I know that the maximum distance is when $x_0=a$ but I don't know how to proof it. Can you help me? Thanks.
On
By definition distance to an asymptote goes to zero for a point P on a hyperbola in first quadrant.
The asymptotes are a pair of straight lines that include $ 2\alpha $ between them where $\tan \alpha = \frac {b}{a},$ seen in standard Wiki reference picture below.
Reckon distance $s$ from center ( intersection of asymptotes) in second quadrant. By dropping a perpendicular on the second asymptote from P we have distance $ p=s \tan 2\alpha $ which tends infinity as $s \to \infty.$
These two distances green and blue can be taken as minimum and maximum distances respectively as P tends to the asymptotic limits.
( btw their product is finite.. which matter is outside this query).
On
Note that the distance to the pair of the asymptotes is defined as the shorter of the two
$$ d =\min \left(\frac{|bx_0-ay_0|}{c} , \frac{|bx_0+ay_0|}{c}\right) $$
Let the point on the hyperbola be $x_0=a\cosh t$ and $y_0=b\sinh t$. Then
$$d = \frac{ab}c \min(|\cosh t - \sinh t|, |\cosh t + \sinh t|) =\frac{ab}c\left\{ \begin{array}{c} \cosh t - \sinh t , \>\>\>t\ge0\\ \cosh t +\sinh t,\>\>\> t<0\ \end{array} \right.$$
which is an even function of $t$ and has its maximum at the peak $t=0$, i.e. $x_0=a$.

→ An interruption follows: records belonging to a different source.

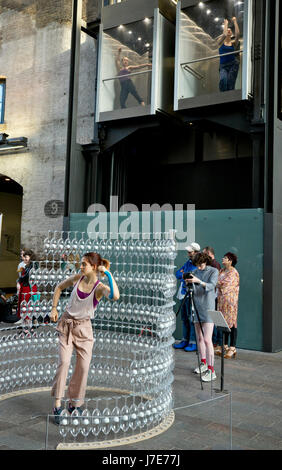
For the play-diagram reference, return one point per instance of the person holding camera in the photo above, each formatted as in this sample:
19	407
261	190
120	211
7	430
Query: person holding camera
204	280
188	342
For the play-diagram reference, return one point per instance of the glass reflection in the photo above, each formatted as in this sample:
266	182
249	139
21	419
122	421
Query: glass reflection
126	62
210	48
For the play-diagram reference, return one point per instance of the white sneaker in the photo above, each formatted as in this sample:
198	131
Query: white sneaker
208	376
203	368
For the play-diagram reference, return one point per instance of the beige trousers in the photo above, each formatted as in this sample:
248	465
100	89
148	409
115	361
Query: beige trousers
77	334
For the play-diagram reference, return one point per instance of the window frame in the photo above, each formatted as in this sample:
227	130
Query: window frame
2	104
279	68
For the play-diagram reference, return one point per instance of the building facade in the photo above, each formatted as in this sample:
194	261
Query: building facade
192	134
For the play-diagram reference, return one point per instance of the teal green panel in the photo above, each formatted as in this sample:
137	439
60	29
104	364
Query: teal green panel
238	231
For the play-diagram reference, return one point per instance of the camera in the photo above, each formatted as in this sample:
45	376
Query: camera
188	275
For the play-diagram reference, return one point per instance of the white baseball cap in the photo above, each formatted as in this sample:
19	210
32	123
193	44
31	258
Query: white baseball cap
193	247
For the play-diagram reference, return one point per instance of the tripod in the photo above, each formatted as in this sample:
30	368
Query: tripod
192	310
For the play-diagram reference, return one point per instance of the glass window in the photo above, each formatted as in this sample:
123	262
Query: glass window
2	99
126	66
210	48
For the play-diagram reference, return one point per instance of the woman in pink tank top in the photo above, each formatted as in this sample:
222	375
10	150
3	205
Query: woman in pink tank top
75	328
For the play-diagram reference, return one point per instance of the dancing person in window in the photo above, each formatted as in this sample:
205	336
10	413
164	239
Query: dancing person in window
127	86
75	328
229	64
227	301
204	280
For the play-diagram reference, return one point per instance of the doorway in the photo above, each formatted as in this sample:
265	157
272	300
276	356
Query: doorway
11	195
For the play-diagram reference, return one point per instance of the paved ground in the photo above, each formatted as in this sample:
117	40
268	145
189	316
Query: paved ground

WLOG $a=c\cos u,b=c\sin u$
and any point $P$ on the hyperbola can be $(a\sec v, b\tan v)=(c\cos u\sec v,c\sin u\tan v)$
So, the distance of $P$ from $bx-ay=0$ will be $$\dfrac{|b(c\cos u\sec v)-a(c\sin u\tan v)|}{\sqrt{a^2+b^2}}$$
$$=\dfrac{|c\sin u|(c\cos u\sec v)-|c\cos u|(c\sin u\tan v)}{|c|}$$
$$=|c\sin u\cos u(\sec v-\tan v)|$$
$$=\dfrac{|c\sin2u\tan\left(\dfrac v2-\dfrac\pi4\right)|}2$$
which will be maximum
if $c\sin2u\ne0$ and
if $\tan\left(\dfrac v2-\dfrac\pi4\right)\to\infty$
which occurs if $\dfrac v2-\dfrac\pi4\to\pm\dfrac\pi2$